Six youth-led startups have emerged as winners and runners-up of the 8th Youth Co:Lab National Innovation Challenge 2026, co-led by UNDP India and the Citi Foundation in partnership with the Atal Innovation Mission and NITI Aayog, selected from over 350 applications across 28 Indian states across themes including circular economy, sustainable food systems and eco-friendly textiles. The top three winners each received seed grants of 350,000 rupees alongside comprehensive ecosystem access, while three runners-up received 220,000 rupees each, with the winning ventures spanning biodegradable drinking straws from aquatic grasses, agricultural residue-based packaging foam and circular recovery of raw materials from decommissioned solar panels. More than 40 percent of the chosen ventures in this edition are women-led, with Prateek Deshmukh, Program Director of the Atal Innovation Mission at NITI Aayog, describing the challenge as addressing India's distribution problem of capital, mentorship and opportunity that is too concentrated in major urban centres and too narrow for women, people with disabilities and founders from socially disadvantaged backgrounds.

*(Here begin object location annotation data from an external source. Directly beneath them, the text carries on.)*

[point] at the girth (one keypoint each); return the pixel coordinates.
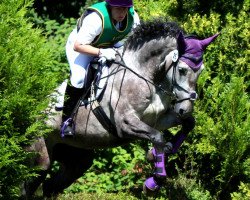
(103, 118)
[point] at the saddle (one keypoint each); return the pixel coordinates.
(96, 80)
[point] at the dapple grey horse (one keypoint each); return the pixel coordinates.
(150, 88)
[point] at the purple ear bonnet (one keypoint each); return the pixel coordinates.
(192, 50)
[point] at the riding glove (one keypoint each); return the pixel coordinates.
(109, 53)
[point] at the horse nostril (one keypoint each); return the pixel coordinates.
(181, 111)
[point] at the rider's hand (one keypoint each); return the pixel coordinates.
(109, 53)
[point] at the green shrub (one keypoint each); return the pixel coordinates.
(27, 76)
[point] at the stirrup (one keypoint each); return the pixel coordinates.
(68, 128)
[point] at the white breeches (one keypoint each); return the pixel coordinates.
(78, 62)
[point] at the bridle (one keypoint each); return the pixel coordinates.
(192, 95)
(174, 98)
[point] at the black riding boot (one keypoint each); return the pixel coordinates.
(72, 95)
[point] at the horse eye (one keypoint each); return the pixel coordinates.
(182, 71)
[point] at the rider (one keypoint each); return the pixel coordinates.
(102, 26)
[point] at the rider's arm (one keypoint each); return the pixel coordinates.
(91, 27)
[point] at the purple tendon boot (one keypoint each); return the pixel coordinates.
(65, 126)
(159, 159)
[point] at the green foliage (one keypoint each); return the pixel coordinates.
(243, 193)
(26, 78)
(115, 169)
(222, 135)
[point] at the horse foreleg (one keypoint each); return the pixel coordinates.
(188, 125)
(41, 160)
(74, 162)
(131, 126)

The Winning Ventures and Their Circular Economy Solutions
The three winning startups address distinct material waste and single-use plastic challenges with commercially deployable solutions rather than early-stage concepts. NavaPrayoga Labs, operating as Grassip, has developed 100 percent biodegradable, non-soggy drinking straws manufactured from natural aquatic grasses to eliminate single-use plastics, targeting the food service market where regulatory pressure on plastic straws is creating structural commercial demand for credible alternatives that perform comparably to conventional products. UnBubble converts agricultural crop residues and husks into plant-based, water-soluble packaging foam designed to replace non-recyclable thermocol and traditional plastic bubble wrap, addressing the significant waste stream generated by e-commerce and logistics packaging at a moment when extended producer responsibility regulations in India are increasing the commercial cost of conventional plastic packaging.

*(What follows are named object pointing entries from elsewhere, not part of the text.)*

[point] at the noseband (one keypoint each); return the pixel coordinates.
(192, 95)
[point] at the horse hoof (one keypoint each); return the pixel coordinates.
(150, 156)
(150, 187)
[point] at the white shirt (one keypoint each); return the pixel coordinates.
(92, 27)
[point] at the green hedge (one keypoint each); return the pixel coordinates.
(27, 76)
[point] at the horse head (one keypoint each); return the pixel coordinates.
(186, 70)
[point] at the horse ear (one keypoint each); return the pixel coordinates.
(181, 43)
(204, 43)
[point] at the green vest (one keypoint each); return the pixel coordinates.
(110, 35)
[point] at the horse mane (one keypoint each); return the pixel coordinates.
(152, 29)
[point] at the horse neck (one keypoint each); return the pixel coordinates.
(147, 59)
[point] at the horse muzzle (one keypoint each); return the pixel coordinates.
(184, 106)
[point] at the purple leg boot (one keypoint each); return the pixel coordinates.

Ecorenowa Solutions operates a clean-tech recovery system that reclaims valuable raw materials from decommissioned solar panels, introducing circularity to the renewable energy sector at precisely the moment when India's rapidly growing solar installation base is beginning to generate significant volumes of end-of-life panels requiring responsible processing. The solar panel recycling opportunity is commercially significant given India's commitment to 500 gigawatts of renewable energy capacity by 2030 and the growing recognition that managing the waste stream from retiring solar panels is essential for the long-term sustainability credentials of the renewable energy transition. The three runner-up ventures address recyclable paper-based honeycomb cushioning for shipping, clean-tech optimisation of sustainable food supply chains and textile waste transformation into commercial fashion goods, completing a portfolio that covers circular packaging, agricultural sustainability and fashion circularity across India's most material waste challenge areas.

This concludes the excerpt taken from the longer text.